Chaves, a former finance minister in the current government, has been sanctioned by the World Bank for a pattern of sexual misconduct towards some of his subordinates, and is characterized by a frontal attack on the critical press and his haughty way of responding to journalists.

At El American, we follow the electoral processes in Latin America closely, as we serve Hispanics in the United States. From this perspective, there is something we must emphasize: each country’s problems look different from the outside.

An example of this was seen in the first round of the Costa Rican elections: while inside the country the Ticos favored the Partido Liberación Nacional (27.26%) and Progreso Social Democrático (16.70%), outside the country the view was different.

Costa Ricans abroad gave first place to Figueres, but second place went to the Liberal Progressive Party (with 22.21% of the votes, against 12.33% for the fifth place in votes inside the country). In third place was the socialist Frente Amplio (with 16.83 per cent of the vote, against 8.70 per cent for sixth place in the country). Chaves came fourth.

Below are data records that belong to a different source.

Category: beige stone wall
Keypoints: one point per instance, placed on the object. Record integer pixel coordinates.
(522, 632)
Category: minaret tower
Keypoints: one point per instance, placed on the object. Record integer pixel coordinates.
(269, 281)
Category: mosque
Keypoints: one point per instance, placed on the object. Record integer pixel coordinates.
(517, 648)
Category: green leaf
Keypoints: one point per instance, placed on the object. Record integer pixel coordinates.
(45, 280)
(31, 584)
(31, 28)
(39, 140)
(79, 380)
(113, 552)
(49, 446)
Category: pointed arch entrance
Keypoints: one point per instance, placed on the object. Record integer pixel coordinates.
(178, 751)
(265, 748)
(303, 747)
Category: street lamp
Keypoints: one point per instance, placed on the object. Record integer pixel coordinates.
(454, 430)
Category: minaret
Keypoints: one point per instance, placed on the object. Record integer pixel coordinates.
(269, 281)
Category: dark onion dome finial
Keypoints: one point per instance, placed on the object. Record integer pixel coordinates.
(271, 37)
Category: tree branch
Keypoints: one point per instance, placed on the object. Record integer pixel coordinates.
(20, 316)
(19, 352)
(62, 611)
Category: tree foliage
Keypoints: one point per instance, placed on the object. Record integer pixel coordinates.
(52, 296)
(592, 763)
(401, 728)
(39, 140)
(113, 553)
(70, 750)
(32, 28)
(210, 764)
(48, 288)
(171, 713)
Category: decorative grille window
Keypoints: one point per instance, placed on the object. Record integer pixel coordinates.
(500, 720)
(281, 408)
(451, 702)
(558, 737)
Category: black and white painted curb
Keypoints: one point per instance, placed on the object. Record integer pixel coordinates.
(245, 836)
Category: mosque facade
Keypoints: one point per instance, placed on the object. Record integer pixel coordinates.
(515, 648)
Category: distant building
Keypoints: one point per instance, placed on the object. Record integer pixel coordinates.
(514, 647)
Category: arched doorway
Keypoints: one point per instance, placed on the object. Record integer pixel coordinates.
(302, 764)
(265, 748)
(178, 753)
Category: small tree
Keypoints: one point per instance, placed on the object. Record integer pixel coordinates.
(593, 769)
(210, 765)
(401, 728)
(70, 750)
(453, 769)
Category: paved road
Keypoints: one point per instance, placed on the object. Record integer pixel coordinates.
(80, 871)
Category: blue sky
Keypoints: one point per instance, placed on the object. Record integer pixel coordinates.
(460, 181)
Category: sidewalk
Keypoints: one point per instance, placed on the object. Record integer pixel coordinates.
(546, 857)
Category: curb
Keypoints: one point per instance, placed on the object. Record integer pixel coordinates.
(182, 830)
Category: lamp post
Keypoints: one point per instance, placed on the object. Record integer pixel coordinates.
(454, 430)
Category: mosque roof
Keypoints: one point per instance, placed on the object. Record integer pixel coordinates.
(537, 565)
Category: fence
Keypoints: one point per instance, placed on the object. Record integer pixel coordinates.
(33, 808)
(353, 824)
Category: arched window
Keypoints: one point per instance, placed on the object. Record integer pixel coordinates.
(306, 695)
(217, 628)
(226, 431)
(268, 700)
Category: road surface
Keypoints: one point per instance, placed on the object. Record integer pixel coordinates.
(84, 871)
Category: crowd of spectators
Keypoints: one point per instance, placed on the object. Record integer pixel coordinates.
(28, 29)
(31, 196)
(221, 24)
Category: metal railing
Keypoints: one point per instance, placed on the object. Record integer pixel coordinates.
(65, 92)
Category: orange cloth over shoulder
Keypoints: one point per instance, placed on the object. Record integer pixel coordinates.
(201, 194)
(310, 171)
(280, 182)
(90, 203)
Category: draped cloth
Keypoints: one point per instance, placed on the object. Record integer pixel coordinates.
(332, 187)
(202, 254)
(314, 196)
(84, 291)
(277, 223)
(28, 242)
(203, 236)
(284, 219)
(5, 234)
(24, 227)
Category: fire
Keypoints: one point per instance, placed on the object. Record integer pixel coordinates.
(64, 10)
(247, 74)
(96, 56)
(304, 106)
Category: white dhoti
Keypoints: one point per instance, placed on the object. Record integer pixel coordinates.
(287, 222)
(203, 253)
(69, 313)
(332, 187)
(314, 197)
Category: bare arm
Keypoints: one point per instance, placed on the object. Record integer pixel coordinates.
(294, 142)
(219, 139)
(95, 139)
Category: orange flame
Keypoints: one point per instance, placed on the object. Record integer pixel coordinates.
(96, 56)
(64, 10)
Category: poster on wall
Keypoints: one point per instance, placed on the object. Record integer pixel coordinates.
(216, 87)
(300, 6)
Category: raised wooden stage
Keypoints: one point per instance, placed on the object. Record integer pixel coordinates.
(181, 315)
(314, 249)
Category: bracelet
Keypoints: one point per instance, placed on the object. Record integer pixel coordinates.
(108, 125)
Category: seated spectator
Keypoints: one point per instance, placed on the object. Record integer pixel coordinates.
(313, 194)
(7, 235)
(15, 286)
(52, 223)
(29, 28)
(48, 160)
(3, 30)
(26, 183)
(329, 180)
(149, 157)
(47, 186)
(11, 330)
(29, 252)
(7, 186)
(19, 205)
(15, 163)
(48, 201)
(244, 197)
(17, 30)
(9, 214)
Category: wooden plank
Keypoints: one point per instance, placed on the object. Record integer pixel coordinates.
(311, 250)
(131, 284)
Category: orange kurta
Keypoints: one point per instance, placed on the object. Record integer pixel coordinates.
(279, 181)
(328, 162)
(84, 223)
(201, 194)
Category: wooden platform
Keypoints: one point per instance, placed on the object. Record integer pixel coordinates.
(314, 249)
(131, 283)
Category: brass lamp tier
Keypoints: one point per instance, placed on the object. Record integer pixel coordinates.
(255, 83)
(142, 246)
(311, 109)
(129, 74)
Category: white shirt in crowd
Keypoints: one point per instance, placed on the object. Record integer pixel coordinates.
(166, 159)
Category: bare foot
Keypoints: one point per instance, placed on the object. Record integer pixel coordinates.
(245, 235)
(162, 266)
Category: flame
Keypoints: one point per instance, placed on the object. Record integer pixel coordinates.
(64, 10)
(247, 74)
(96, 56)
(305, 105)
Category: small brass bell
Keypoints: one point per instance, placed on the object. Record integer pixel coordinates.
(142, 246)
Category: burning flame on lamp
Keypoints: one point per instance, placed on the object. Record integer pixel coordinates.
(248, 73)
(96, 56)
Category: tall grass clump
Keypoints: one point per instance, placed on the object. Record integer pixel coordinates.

It seems that while Costa Ricans abroad are leaning towards the stability offered by an old acquaintance (PLN), the liberal ideas offered by Eli Feinzaig (PLP) and the socialist ideals of José María Villalta (FA); Local Costa Ricans have decided to determine their vote based on a dangerous formula for any democracy: hatred.
The people of Costa Rica will decide who they hate more: the hated ex-president José María Figueres or the haughty ex-minister sanctioned for harassment, Rodrigo Chaves.

Will there come a day when we citizens can take the better choices to a second round and not the ones who should be in the trashcans of history? I increasingly doubt it.